Con un supremo esfuerzo, Halleck consiguió mantener su voz tranquila.

—No importa. Será Alia quien…

Namri extrajo su crys.

—¿Qué es lo que sabes del Seno del Cielo? Yo soy siervo, puta macho. ¡Es por orden suya que tomo tu agua! —y se lanzó a través de la estancia en un temerario asalto.

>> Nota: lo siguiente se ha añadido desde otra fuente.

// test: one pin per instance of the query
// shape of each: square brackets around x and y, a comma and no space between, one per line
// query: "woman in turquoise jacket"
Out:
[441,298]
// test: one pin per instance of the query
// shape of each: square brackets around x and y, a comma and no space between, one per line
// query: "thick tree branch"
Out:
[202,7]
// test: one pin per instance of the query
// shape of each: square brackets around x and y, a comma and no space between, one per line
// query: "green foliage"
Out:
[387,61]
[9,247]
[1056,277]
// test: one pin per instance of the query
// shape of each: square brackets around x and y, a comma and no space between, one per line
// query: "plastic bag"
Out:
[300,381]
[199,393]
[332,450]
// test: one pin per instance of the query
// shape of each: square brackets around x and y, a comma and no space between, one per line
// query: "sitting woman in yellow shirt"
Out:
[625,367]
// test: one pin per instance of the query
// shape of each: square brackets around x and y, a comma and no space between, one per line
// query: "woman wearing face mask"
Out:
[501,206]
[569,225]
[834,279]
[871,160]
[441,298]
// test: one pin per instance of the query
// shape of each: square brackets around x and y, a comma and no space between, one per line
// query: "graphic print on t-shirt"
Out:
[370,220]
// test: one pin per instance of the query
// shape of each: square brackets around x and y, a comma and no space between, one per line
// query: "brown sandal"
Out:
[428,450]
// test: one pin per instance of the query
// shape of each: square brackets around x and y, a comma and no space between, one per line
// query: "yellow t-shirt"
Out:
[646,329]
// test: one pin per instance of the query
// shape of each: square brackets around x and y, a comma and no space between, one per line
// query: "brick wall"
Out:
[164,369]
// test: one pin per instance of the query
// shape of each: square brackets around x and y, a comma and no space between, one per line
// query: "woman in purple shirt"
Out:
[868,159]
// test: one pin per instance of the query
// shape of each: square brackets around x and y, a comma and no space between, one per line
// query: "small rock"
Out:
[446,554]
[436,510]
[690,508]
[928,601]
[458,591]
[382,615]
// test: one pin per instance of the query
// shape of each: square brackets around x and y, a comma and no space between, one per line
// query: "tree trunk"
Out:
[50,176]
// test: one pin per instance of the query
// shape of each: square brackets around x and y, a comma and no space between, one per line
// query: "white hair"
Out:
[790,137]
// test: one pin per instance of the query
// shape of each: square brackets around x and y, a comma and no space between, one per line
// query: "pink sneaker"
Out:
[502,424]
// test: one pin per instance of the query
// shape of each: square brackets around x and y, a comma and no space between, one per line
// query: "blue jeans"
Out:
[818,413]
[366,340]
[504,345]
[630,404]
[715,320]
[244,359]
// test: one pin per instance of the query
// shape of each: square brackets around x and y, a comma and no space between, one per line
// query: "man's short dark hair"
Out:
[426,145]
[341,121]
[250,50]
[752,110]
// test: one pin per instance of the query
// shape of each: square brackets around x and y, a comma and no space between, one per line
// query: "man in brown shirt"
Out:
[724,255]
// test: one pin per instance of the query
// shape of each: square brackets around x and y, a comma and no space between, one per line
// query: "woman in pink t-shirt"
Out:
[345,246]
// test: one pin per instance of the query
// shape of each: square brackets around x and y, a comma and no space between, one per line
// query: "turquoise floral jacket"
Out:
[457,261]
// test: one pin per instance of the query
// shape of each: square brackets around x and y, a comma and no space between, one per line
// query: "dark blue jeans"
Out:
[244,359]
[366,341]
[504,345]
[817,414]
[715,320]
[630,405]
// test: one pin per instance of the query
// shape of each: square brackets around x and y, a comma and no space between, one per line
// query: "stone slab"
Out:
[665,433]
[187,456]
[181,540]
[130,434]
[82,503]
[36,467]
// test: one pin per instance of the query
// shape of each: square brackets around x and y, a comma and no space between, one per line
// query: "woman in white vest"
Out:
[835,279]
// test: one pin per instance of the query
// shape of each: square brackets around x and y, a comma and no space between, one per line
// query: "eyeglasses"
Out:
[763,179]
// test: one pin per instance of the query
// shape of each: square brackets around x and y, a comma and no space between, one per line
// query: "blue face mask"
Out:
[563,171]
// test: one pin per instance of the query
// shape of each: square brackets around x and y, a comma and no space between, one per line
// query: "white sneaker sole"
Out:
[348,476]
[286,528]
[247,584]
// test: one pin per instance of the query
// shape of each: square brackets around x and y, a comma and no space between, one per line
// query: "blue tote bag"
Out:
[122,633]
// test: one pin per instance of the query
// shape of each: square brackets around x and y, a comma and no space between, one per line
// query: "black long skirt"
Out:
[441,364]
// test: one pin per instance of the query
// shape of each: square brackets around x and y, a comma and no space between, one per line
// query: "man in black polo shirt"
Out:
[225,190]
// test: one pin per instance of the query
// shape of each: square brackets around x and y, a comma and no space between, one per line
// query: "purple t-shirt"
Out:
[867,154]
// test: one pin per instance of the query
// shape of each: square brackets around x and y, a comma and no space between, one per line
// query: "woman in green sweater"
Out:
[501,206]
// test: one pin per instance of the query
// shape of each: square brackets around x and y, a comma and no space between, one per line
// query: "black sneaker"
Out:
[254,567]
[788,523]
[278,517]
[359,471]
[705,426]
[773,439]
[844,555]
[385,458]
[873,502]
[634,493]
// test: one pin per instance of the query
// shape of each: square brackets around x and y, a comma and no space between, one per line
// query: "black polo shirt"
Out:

Halleck, sin dejarse engañar por una tan obvia torpeza, alzó su brazo izquierdo, sacando de su manga el largo extra de resistente tela que había mantenido oculta allí, dejando que el cuchillo de Namri se enredara en él. Con el mismo movimiento, Halleck echó la tela alrededor de la cabeza de Namri, y lanzó el cuchillo contra ella, apuntando directamente al rostro. Sintió la punta del arma alcanzar su destino en el mismo momento en que el cuerpo de Namri lo golpeaba con la dura superficie de una armadura metálica oculta bajo sus ropas. El Fremen lanzó un ultrajado alarido, rebotó hacia atrás, y cayó. Quedó tendido allí, con la sangre manando abundantemente de su boca mientras sus ojos contemplaban furiosamente a Halleck y empezaban a velársele.

Halleck expelió el aire entre sus apretados dientes. ¿Cómo podía creer aquel estúpido de Namri que nadie se daría cuenta de la presencia de la armadura bajo sus ropas? Halleck se dirigió al cadáver mientras se soltaba la tela extra de su manga, limpiaba con ella el cuchillo y lo enfundaba.